At Halberton, Girdlestone saw rural deprivation. In 1867 he became active on behalf of agricultural labourers, and at a meeting of the British Association at Norwich in 1868 he proposed an agricultural labourers' trade union. He spoke and organised on behalf of this project. He helped 600 agricultural families move from the west of England, where work was scarce and poorly paid, to the north.

On a journey to visit Sandringham House, Girdlestone fell ill, and he died in the canon's house, Bristol, 4 December 1884. He was buried in the graveyard of Bristol Cathedral, on 9 December.

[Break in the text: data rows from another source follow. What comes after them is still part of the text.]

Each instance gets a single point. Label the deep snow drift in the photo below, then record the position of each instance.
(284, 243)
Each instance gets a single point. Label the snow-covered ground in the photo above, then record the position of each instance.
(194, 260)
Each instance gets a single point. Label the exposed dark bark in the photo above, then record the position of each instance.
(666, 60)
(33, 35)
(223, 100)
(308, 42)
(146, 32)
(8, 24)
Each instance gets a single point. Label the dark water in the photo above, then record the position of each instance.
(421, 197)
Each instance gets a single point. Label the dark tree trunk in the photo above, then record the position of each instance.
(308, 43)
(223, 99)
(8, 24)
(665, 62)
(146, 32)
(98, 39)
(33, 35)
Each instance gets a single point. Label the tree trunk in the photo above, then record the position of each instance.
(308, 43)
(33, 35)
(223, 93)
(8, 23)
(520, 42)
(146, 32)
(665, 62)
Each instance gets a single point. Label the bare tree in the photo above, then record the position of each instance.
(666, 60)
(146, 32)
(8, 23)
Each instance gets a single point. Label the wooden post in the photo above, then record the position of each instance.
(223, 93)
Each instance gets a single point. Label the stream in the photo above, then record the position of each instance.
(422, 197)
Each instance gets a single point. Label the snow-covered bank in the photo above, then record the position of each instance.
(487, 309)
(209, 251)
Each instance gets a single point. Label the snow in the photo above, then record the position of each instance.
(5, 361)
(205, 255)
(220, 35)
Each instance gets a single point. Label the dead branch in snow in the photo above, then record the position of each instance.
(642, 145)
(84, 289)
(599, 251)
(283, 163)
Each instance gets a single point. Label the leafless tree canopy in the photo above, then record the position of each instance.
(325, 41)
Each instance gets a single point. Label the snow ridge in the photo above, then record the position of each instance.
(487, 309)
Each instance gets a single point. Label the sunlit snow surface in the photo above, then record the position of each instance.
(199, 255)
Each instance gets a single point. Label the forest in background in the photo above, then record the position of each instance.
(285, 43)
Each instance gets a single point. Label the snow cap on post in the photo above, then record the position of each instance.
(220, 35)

The noted Historian W. G. Hoskins lamented the lack of notice given to Canon Girdlestones achievements. In a section on the plight of farm labourers in Devon in the 19th century, having noted the usual attitude of the foxhunting "squarsons" He writes "Yet these are the men the sentimentalists perpetually write about. Rarely does one see the name Canon Girdlestone mentioned. For everyone in Devon who has heard his name, there must be a hundred who know the name of the futile Parson Jack Russell (priest) and the infamous John Froude of Knowstone."

==Works==
Girdlestone was the author of:

- Sermons, 1843, etc., eight pamphlets.
- The Committee of Council on Education, an imaginary Enemy, a real Friend, 1850.
- G. Marsh, the Martyr of Deane, 1851.
- Sermons on Romanism and Tractarianism, 1851.
- The Education Question, 1852.
- Apostolical Succession neither proved matter of fact nor revealed in the Bible nor the Doctrine of the Church of England, 1857.
- Reflected Truth, or the Image of God lost in Adam restored in Jesus Christ, 1859.
- Remarks on "Essays and Reviews", 1861.
- Revelation and Reason, a lecture, 1883.

==Family==
Girdlestone married in 1832 Mary, eldest daughter of Thomas Ridgway of Wallsuches, in Deane parish. They had seven sons and four daughters. They included:

- Charles Edward Ridgway (born 1839), Indian Civil Service.
- Henry, second son, died 1865 at sea, age 23.
- Frederick Kennedy Wilson, fourth son, barrister.
- Mariden, youngest daughter, married 1871 Henry Dalzell Nourse, barrister.